Personal information
- Full name: Juan Pablo Ocegueda de Alba
- Date of birth: July 13, 1993 (age 32)
- Place of birth: Orange County, California, United States
- Height: 5 ft 11 in (1.80 m)
- Position(s): Left-back

Youth career
- 2008–2012: UANL
- 2013: → Guadalajara (loan)

Senior career*
- Years: Team / Apps / (Gls)
- 2014–2017: UANL / 0 / (0)
- 2014–2016: → Oaxaca (loan) / 44 / (0)
- 2017: → Orange County SC (loan) / 19 / (0)
- 2018–2019: California United II / 6 / (1)
- 2019–2020: California United Strikers / 3 / (0)
- 2021–2022: Los Angeles Force / 17 / (0)

International career^{‡}
- 2011: United States U18 / 3 / (0)
- 2012–2013: United States U20 / 20 / (0)
- 2014–2015: United States U23 / 4 / (0)

Medal record
Representing United States
| Runner-up | CONCACAF U-20 Championship | 2013 |

= Juan Pablo Ocegueda =

American soccer player (born 1993)

Juan Pablo Ocegueda de Alba (born July 13, 1993) is an American former professional soccer player. He previously played in the UANL academy, Oaxaca, Orange County SC, Sahuayo F.C, and California United Strikers.

==Club career==
Ocegueda spent the bulk of his youth career in Tigres' academy. In July 2013, he was loaned to Chivas for the Apertura season, but he did not play for the club's first team.

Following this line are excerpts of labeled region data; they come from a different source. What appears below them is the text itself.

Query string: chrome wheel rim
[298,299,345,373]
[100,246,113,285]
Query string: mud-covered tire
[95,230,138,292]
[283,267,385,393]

Back with Tigres, Ocegueda made his professional debut on March 13, 2014, in a Copa MX match against Puebla.

==International career==
Ocegueda played for the US under-20 national team in the 2013 CONCACAF U-20 Championship and the 2013 FIFA U-20 World Cup. Ocegueda announced he would no longer play for the U.S. after joining Chivas, who have a strict Mexican-only policy. However, Ocegueda left Chivas after just half a season when his loan to the club expired.